Tidak ada deskripsi khusus dalam teknis pembangunannya, pondasi tidak terlalu dalam karena keadaan tanahnya tergolong baik, dan sistem konstruksi masih menggunakan sistem cor di tempat untuk semua fungsi (lantai dan core).
Data dan fakta
Nama lama | Menara Drassindo |
Alamat | Jalan M.T. Haryono No. 30 Pancoran, Jakarta Selatan, Jakarta |
Arsitek | Ketira Engineering Consultants (arsitektur eksterior) |
Pemborong (J.O.) | Hutama Karya Mustika Ratu Adji |
Lama pembangunan | Juli 1995 – November 1997 |
Tinggi gedung | 124 meter |
Jumlah lantai | 24 lantai 2 basement 2 semi-basement |
Biaya pembangunan | Rp. 100 milyar (1997) Rp. 720 milyar (2020 inflasi) |
Signifikasi | Pop Culture (Pemilik gedung memiliki keterkaitan dengan pesohor, isu mistis) |
Referensi
- Saptiwi Djati Retnowati (1997). “Menara Drassindo, Tampil dengan Gaya Klasik Romawi”. Majalah Konstruksi No. 264, Desember 1997.
- “wij/hen” (2013), “Bukan Masalah Berhantu, Penyebab Menara Saidah Kosong karena Manajemen Buruk”. Detikcom, 29 Juli 2013. (arsip)
- Yudi Setiowibowo (2017). “Menara Saidah, Gedung Kosong Yang Dikabarkan Miring”. Sindonews (Seputar Indonesia), 13 Oktober 2017. (arsip)
- Kanavino Ahmad Rizqo (2017). “Melihat Menara Saidah, Gedung Perkantoran yang Tak Berpenghuni”. Detikcom, 13 Oktober 2017. (arsip)
- Zulfi Suhendra (2018). “Sisi Lain Menara Saidah Milik Suami Inneke Koesherawati”. Detikcom, 23 Juli 2018. (arsip)
- Eko Wahyu Putradinata (2018). “Disebut sarang kuntilanak merah, ini 5 kisah mistis di Menara Saidah”. Brilio, 23 Februari 2018. (arsip)
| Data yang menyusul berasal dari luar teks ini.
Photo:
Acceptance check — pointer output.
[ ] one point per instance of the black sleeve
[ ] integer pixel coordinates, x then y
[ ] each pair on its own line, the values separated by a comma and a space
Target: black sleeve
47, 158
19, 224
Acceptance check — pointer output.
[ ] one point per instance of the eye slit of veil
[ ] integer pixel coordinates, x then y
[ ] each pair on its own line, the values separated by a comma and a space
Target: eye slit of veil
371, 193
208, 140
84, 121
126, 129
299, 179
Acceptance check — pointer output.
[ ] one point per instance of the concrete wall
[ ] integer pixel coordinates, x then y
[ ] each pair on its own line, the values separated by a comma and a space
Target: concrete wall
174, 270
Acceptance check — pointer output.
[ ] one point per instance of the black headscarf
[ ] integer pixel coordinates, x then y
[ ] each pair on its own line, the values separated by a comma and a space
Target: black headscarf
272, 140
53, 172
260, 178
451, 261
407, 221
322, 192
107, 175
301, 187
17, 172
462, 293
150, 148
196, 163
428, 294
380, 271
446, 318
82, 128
- “ose” (1997). “Mustika Investama masuk bisnis properti”. KOMPAS, 26 Mei 1997.
- Helmi Ade Saputra (2015). “Ternyata Menara Saidah Bekas Kuburan“. Okezone, 5 November 2015. (arsip)
- zal (2004). “Mengentas Kemiskinan Melalui Kementerian Miskin. KOMPAS, 2 Juni 2004.
- pep (1999). “PPI Gagal Tetapkan Kursi DPR”. KOMPAS, 1 September 1999.
- joe (1999). “PPI: 21 Parpol Peroleh Kursi DPR”. KOMPAS, 2 September 1999.
- Setiawan Adiwijaya (2019). “Pengamat Properti Tak Yakin Menara Saidah Laku Dilego“. Tagar, 2 Oktober 2019. Diakses 3 Oktober 2019. (arsip)
- Heri Andreas; Hasanuddin Zainal Abidin; Dina Anggreni Sarsito; Dhota Pradipta (2019). “The investigation on high-rise building tilting from the issue of land subsidence in Jakarta City”. MATEC Web of Conferences, vol. 270, art. no. 06002. DOI/Researchgate.